The second one was 248 gold coins, 2 gold rings, and a pair of golden earrings all found in one jug. If you’ve read my previous coin posts, then you know how much I love coins. There was no information about them, so I had to ask a guy who worked there. He told me that they were Byzantine and that they were found on the shore of the island. I have a Byzantine coin that dad got me in Cappadocia along with some Greek and Roman ones. We’re still debating if they’re fake or real, but they aren’t gold. The last thing about the coins is that they were all different, sort of like the terracota warriors. They all had soldiers on one side with different faces and beards, and on the other side there was a cross.

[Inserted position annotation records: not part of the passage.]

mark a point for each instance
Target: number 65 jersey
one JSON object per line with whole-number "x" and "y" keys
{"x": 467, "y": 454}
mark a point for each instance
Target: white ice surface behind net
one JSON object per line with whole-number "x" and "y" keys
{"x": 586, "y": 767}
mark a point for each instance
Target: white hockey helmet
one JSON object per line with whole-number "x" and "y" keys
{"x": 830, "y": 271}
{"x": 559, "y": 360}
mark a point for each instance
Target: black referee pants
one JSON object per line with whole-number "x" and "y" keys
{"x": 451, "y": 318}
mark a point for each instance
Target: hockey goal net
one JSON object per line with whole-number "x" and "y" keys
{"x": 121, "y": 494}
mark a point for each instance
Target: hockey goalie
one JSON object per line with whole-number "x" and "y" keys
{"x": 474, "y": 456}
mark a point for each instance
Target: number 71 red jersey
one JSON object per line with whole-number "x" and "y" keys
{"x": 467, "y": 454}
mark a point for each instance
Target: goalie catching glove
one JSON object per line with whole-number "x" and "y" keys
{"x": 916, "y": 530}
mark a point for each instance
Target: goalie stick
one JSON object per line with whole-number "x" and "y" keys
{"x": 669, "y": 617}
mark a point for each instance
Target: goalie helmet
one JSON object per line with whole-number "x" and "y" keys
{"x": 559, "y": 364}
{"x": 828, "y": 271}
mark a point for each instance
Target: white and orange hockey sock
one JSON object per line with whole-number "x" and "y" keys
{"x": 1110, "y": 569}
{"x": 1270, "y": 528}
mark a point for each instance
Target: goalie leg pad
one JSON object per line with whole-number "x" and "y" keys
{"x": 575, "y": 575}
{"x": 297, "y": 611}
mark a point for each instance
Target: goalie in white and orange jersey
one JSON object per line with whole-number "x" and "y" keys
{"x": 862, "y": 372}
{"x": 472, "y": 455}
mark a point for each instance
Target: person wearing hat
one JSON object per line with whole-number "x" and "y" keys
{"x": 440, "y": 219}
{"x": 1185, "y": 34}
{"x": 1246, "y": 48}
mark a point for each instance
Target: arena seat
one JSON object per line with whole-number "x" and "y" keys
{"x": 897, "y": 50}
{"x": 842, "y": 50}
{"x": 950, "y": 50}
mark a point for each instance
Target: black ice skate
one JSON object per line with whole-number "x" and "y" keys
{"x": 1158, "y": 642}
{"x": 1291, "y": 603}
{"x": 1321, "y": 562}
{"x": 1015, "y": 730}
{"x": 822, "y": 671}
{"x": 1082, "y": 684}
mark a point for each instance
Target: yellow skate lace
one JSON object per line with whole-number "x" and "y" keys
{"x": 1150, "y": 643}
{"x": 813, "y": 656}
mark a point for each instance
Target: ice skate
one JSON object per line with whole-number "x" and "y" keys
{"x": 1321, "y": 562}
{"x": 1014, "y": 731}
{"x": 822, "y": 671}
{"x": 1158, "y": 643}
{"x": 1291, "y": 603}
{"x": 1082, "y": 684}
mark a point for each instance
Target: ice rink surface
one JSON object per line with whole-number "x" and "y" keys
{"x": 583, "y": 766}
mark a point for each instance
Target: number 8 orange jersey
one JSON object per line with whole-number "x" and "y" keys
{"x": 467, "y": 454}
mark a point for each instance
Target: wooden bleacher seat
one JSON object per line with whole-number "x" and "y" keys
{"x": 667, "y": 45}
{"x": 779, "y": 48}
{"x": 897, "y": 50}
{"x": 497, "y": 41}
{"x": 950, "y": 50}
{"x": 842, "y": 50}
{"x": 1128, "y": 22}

I got real excited at the thought of finding something like that and how much fun it would be to take them home, and what a great addition to my coin collection it would be. But then mom shot it right out of the sky. She told me that if I didn’t find it on my property, then I couldn’t keep it. After we left the museum, I was on a mission to get euro coins. There’s a 2 euro, 1 euro, 50 cents, 20 cents, 10 cents, 5 cents, 2 cents, and a 1 cent. To my surprise all the countries that use the euro have different coins. They’re the same size but have different designs! I always thought that all the euro coins were the same, and that they replaced all the coins I could have collected if there was no euro. But I guess it’s not that bad if each country can have their own set. Another surprise is that all the euro coins can be used in any country in the EU. So when we were in Greece, I got some Netherlands euro coins and French ones as well. A really funny thing though is that after 6 hours in Greece, I had more euro coins than I had Turkish coins. So now I’m finding and buying bunches of old Turkish coins since Turkey has had so many different kinds of coins over the past 60 years. Well, gotta go find some more!

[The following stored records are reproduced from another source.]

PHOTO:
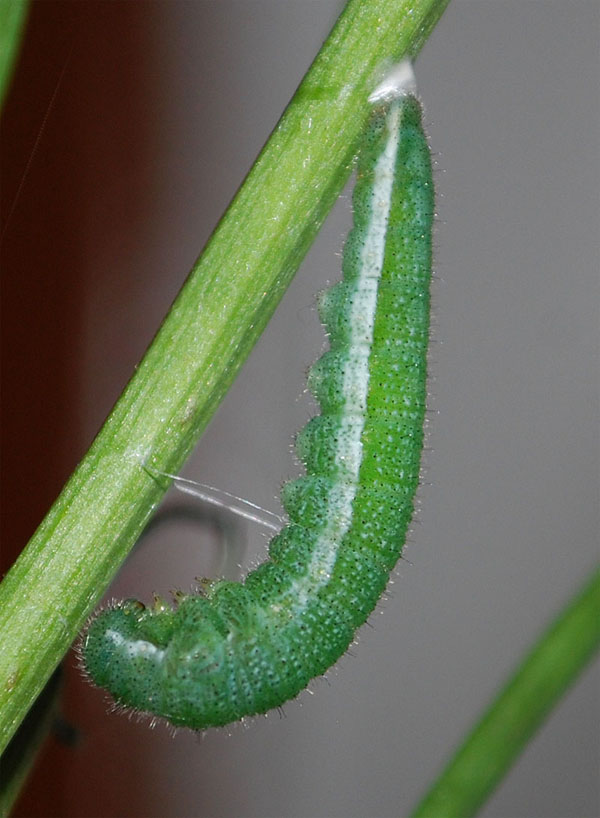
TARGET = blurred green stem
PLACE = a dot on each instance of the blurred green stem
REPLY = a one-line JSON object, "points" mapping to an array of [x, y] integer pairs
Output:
{"points": [[219, 314], [513, 717], [13, 14]]}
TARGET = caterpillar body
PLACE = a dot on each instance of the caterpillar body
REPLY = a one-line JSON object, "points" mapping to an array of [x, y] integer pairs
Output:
{"points": [[239, 649]]}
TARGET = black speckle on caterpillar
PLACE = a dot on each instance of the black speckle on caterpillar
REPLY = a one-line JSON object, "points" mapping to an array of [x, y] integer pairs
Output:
{"points": [[238, 649]]}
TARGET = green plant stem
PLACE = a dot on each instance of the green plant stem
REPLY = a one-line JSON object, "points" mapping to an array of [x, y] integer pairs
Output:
{"points": [[12, 22], [219, 314], [513, 717]]}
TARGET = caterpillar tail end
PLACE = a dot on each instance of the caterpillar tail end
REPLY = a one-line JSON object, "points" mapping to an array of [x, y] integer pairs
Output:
{"points": [[116, 658]]}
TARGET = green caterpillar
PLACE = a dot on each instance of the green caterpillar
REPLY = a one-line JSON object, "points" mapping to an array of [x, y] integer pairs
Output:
{"points": [[239, 649]]}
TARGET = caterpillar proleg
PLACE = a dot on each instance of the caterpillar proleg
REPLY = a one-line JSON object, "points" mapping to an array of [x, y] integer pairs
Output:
{"points": [[239, 649]]}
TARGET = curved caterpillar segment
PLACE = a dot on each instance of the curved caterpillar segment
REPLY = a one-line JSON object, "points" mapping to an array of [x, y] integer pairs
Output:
{"points": [[240, 649]]}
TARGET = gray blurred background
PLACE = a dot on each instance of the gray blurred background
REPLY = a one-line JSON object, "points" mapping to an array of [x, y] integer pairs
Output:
{"points": [[160, 110]]}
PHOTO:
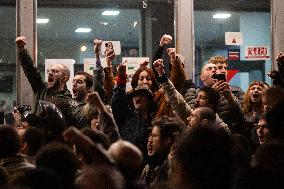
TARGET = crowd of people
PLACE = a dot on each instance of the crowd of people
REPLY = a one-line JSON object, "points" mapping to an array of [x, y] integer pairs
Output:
{"points": [[165, 132]]}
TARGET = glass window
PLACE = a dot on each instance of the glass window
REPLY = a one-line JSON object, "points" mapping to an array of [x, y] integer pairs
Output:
{"points": [[137, 25], [7, 56], [246, 24]]}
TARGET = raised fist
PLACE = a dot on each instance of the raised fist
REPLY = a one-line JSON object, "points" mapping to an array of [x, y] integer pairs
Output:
{"points": [[144, 63], [165, 40], [97, 45], [121, 68], [172, 53], [21, 42], [159, 66]]}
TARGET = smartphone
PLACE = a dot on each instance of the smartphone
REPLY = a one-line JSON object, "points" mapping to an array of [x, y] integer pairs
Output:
{"points": [[109, 46], [219, 77]]}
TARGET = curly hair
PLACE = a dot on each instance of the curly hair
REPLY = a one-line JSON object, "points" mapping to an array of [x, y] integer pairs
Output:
{"points": [[247, 104], [218, 59], [135, 78]]}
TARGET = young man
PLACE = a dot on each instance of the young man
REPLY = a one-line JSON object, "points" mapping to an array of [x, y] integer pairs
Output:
{"points": [[82, 85], [133, 111], [55, 87], [164, 133], [229, 108], [222, 68]]}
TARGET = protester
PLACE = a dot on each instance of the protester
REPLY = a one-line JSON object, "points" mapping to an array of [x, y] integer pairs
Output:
{"points": [[58, 75]]}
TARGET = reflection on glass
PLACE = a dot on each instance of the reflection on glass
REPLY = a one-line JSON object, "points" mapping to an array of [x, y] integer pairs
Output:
{"points": [[251, 21], [7, 59]]}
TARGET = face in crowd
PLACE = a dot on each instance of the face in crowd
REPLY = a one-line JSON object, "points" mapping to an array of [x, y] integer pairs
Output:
{"points": [[57, 77], [156, 145], [145, 79], [140, 102], [80, 90], [262, 131], [222, 68], [194, 119], [206, 74], [201, 100], [255, 92]]}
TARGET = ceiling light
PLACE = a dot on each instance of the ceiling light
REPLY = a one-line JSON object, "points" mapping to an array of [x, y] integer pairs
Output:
{"points": [[110, 13], [104, 23], [42, 20], [83, 30], [222, 15], [135, 24], [83, 48]]}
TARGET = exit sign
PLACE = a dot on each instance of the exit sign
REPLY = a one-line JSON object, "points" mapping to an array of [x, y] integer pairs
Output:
{"points": [[257, 52]]}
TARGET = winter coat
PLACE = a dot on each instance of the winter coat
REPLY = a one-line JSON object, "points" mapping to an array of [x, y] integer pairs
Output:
{"points": [[39, 87]]}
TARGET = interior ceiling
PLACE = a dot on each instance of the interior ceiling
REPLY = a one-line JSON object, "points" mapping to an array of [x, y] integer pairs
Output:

(Note from Mom: I hate to be the one to “shoot things out of the sky,” but poor Mac had Schliemann-like visions of making a grand discovery and hauling his loot home. We had to inform him of the laws regarding trespassing and the removal of ancient artifacts from their countries of origin. We may not be able to find a pot of golden treasure, but we’ll keep helping him build his coin collection by legal means.)